Empathy is a bit more complicated and abstract. In order to experience empathy, you must have the ability to identify the emotion and to place yourself in the other person’s position. The focus of empathy is self-less. You are experiencing another person’s emotional life by your ability to connect with them. In a sense, you are vicariously feeling the emotion. For example, through empathy, you are able to feel a stranger’s loss of a child, even if you are childless, by seeing the loss through their perspective. Through this connection, you are able to wear the emotional skin of another and essentially feel with them.

The inability to imagine yourself in someone else’s place in order to understand what they are feeling will result in difficulty in connecting with others.

Narcissists and sociopaths can feel sympathy. They use their knowledge of a person’s emotions, not to help them, but to manipulate and control them. But the empathetic person shares the pain of another and works to alleviate it.

The good new is that compassion is like a muscle and can be practiced and strengthened. In this fascinating article by Greater Good, they outline some steps for increasing your empathy.

They identify four goals to the practice:

  • Bringing attention or awareness to recognizing that there is suffering (cognitive)
  • Feeling emotionally moved by that suffering (affective)
  • Wishing there to be relief from that suffering (intentional)
  • A readiness to take action to relieve that suffering (motivational)

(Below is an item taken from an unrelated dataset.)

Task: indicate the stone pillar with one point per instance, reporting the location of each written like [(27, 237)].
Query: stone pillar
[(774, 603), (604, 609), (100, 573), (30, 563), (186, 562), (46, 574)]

https://greatergood.berkeley.edu/article/item/six_habits_of_highly_compassionate_people

The article is well worth a few minutes to identify and exercise these compassion strengthening muscles. Flex!

Difficult people.

Do you  have any difficult people in your life? Chances are you can’t force them to be less toxic, but there are steps you can take to be less bothered by the encounter. In this article by Christine Carter, she suggests, among other things, that showing mercy to this difficult person will rebound to you:

Anne Lamott defines mercy as radical kindness bolstered by forgiveness, and it allows us to alter a communication dynamic, even when we are interacting with someone mired in anger or fear or jealousy. We do this by offering them a gift from our heart. You probably won’t be able to get rid of your negative thoughts about them, and you won’t be able to change them, but you can make an effort to be a loving person. Can you buy them a cup of coffee? Can you hold space for their suffering? Can you send a loving-kindness meditation their way?

Forgiveness takes this kindness to a whole new level. I used to think I couldn’t really forgive someone who’d hurt me until they’d asked for forgiveness, preferably in the form of a moving and remorseful apology letter.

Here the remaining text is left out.